Not sure how to post pictures?


----------



## SEIKO7A38 (Feb 12, 2009)

Redmonds said:


> Not sure how to post pictures?


You were close:
























See: http://www.thewatchforum.co.uk/index.php?showtopic=13637


----------



## PC-Magician (Apr 29, 2013)

That's a very nice Watch, well done.

Now what you need to do is get yourself a nice Seiko 5 automatic.


----------



## apm101 (Jun 4, 2011)

Very nice, good choice for a first watch. Agreed that a Seiko 5 is a good next choice.

Just remember, the ideal number of watches to own is always one more than you currently have!


----------



## Davey P (Sep 9, 2010)

Redmonds said:


> *I purchased this yesterday from a local jeweler with my first pay* (I'm only 16).


Welcome to the forum mate - with talk like that you will fit in nicely around here :lol:

Nice watch by the way, nothing wrong with Lorus at all :thumbup:


----------



## PC-Magician (Apr 29, 2013)

Update on my previous reply, I just could not help myself.

I pulled the trigger on one myself.


----------



## Redmonds (May 30, 2013)

Cheers mate



DeeDubya said:


> Redmonds said:
> 
> 
> > Not sure how to post pictures?
> ...


----------



## Redmonds (May 30, 2013)

Haha cheers 



Davey P said:


> Redmonds said:
> 
> 
> > *I purchased this yesterday from a local jeweler with my first pay* (I'm only 16).
> ...


----------



## Mr Cracker (Nov 25, 2010)

My first watch was a Lorus, I got it for my 13th birthday.....many years ago now, I only had it a week when I went swimming and left it in the changing room......gutted 

Lovely looking watch by the way.

Dan.


----------



## Redmonds (May 30, 2013)

Mr Cracker said:


> My first watch was a Lorus, I got it for my 13th birthday.....many years ago now, I only had it a week when I went swimming and left it in the changing room......gutted
> 
> Lovely looking watch by the way.
> 
> Dan.


 I bet you were gutted, same thing happened to my old breo sports watch, left that in a pool...under the water


----------



## PC-Magician (Apr 29, 2013)

Mine arrived today, it does look good for the money. I bought mine from a well known auction site as ex display and I can't find a mark on it. I must stop looking at what other folks have purchased it's costing me a fortune all told. Redmonds I hope you buy a Seiko 5, you will not be disappointed. Regards Jonathan


----------



## normdiaz (May 5, 2004)

Welcome to the forum. A sharp-looking first watch indeed. Can't go too wrong with Lorus or other Seiko product. While everyone is recommending a Seiko 5 for the next watch, I'm suggesting a look at Citizen Eco-Drive.


----------



## PC-Magician (Apr 29, 2013)

Nothing wrong with Citizen Eco Drive, I for one was meaning a Seiko 5 mechanical auto (No Electronics) Some may say Servicing required, and I agree. But I have some mechanicals from 1960 onwards, and they have had two or three services in their life as far as I know. I must admit I have had a Citizen auto serviced four months ago, it was produced in around 1975. Go with a little common sense and research, and you will not go far wrong.
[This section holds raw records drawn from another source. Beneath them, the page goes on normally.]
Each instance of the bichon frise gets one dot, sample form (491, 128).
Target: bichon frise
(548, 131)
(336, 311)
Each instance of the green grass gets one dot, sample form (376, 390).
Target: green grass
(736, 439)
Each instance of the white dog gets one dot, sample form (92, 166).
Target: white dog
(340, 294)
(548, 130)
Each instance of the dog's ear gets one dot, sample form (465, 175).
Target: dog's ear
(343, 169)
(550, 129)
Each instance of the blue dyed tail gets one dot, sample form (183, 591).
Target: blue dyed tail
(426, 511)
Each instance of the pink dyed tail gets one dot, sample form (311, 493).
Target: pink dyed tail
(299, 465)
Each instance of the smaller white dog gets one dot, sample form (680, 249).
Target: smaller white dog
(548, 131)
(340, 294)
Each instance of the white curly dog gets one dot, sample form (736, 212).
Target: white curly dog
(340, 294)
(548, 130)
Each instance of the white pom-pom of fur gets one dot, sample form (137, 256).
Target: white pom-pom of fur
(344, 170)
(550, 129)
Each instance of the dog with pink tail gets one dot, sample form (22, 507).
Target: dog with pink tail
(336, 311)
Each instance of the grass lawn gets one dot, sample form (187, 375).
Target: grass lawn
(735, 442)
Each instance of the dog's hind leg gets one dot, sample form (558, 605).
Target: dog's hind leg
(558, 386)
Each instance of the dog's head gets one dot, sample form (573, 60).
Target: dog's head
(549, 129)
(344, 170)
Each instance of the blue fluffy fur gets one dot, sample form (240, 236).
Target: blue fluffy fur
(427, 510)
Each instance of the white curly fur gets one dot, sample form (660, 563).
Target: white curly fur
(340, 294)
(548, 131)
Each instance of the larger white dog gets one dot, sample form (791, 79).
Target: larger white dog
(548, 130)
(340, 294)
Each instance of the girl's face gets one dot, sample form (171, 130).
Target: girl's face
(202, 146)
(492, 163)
And to some degree it depends on how much the Watch in question will be used.


----------



## normdiaz (May 5, 2004)

PC-Magician said:


> (No Electronics)
> 
> And to some degree it depends on how much the Watch in question will be used.


 Exactly. The Eco-Drive, unless kept in the dark will always be running and ready when needed. The "5" maybe not.


----------



## PC-Magician (Apr 29, 2013)

you cannot say always, it uses electronics which can and do fail in time.

The simpler the better IMO, mechanicals of course go wrong in time. But if it is not running all the time surely it must last longer.


----------



## normdiaz (May 5, 2004)

PC-Magician said:


> you cannot say always, it uses electronics which can and do fail in time.
> 
> The simpler the better IMO, mechanicals of course go wrong in time. But if it is not running all the time surely it must last longer.


 My "bad". Of course "always" can never apply to anything created by man or to man himself. :wallbash:


----------



## PC-Magician (Apr 29, 2013)

The simpler the better, less to go wrong. Electronic components fail, for example a cap can leak go short circuit or indeed open circuit. A resistor can go open circuit or go high in value. Mechanical components can indeed fail, but a mechanical Watch for example can run a hell of a long time if taken reasonable care of. If you mix the two you are likely to have more problems. :yes:


----------



## Roger the Dodger (Oct 5, 2009)

A very smart looking first watch...I like that. Well done. My only Lorus auto is what some folk might call a bit 'Mickey Mouse'.... :lol:


----------



## PC-Magician (Apr 29, 2013)

That will always bring a smile.


----------



## normdiaz (May 5, 2004)

PC-Magician said:


> The simpler the better, less to go wrong. Electronic components fail, for example a cap can leak go short circuit or indeed open circuit. A resistor can go open circuit or go high in value. Mechanical components can indeed fail, but a mechanical Watch for example can run a hell of a long time if taken reasonable care of. If you mix the two you are likely to have more problems. :yes:


 Anything can and will eventually "fail". The merits of mechanical vs electronic is, IMHO, the subject matter for a whole different discussion.


----------



## PC-Magician (Apr 29, 2013)

My thoughts exactly.


----------